Piper Sarah Atlas β en_US-sarah-atlas
A custom Piper TTS voice model fine-tuned to sound like ElevenLabs Sarah β the Atlas assistant's phone voice.
Purpose
Atlas uses ElevenLabs Sarah for phone calls (premium, cloud) and this model for on-device TTS on desktop, iOS, and Android. Both should sound like the same voice.
Model Details
| Property | Value |
|---|---|
| Base checkpoint | en_US-lessac-medium (epoch 2164) |
| Fine-tuned on | 1,500 utterances (~1 hour) of ElevenLabs Sarah audio |
| TTS model used | eleven_turbo_v2_5, stability=0.6, similarity_boost=0.8 |
| Architecture | VITS (Piper medium) |
| Output sample rate | 22,050 Hz |
| ONNX size | ~20MB |
| Training GPU | A100 40GB (GCP spot, ~$12 total) |
| Training epochs | 1,500 |
Usage
CLI
echo "Hi, this is Atlas.
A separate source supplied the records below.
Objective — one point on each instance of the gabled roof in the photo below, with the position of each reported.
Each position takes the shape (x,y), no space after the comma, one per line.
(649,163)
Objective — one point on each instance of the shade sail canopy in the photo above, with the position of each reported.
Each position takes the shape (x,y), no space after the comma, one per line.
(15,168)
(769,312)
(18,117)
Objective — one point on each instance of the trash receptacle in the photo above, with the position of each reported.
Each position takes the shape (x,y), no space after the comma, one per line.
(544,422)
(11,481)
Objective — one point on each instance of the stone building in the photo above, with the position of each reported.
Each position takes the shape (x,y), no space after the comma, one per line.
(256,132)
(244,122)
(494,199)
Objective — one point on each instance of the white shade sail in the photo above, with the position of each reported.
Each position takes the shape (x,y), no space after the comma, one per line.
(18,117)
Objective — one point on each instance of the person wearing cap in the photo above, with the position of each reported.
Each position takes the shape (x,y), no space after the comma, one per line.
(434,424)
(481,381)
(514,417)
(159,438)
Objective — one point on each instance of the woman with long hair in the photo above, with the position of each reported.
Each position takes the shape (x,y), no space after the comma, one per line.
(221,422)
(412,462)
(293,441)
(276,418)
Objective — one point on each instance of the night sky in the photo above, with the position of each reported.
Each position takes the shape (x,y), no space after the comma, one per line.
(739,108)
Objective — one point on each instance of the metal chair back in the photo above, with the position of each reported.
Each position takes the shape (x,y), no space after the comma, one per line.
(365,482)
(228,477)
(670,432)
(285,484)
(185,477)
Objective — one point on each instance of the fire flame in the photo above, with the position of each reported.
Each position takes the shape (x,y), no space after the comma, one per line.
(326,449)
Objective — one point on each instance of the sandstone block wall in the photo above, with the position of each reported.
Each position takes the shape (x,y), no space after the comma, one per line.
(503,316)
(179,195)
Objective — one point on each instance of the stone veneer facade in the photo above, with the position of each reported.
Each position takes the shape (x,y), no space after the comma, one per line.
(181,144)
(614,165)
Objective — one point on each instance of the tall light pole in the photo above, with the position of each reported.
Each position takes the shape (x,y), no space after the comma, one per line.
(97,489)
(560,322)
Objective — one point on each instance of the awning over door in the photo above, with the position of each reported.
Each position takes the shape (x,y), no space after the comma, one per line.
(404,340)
How can I help you today?" | \
piper -m en_US-sarah-atlas.onnx --output_file output.wav
Streaming (raw PCM)
echo "You have 3 urgent emails." | \
piper -m en_US-sarah-atlas.onnx --output_raw | aplay -r 22050 -f S16_LE -c 1
Python
import subprocess
result = subprocess.run(
["piper", "-m", "en_US-sarah-atlas.onnx", "--output_raw"],
input=b"Let me check your calendar.",
capture_output=True
)
pcm_audio = result.stdout # 22050Hz mono 16-bit PCM
Training Data
- ~279 sentences extracted from Atlas codebase (
pattern_mapping.py,acknowledgments.py) - ~1,221 sentences generated via ElevenLabs Sarah API (
eleven_turbo_v2_5) - ASR-validated with Whisper (rejected samples with <90% transcript match)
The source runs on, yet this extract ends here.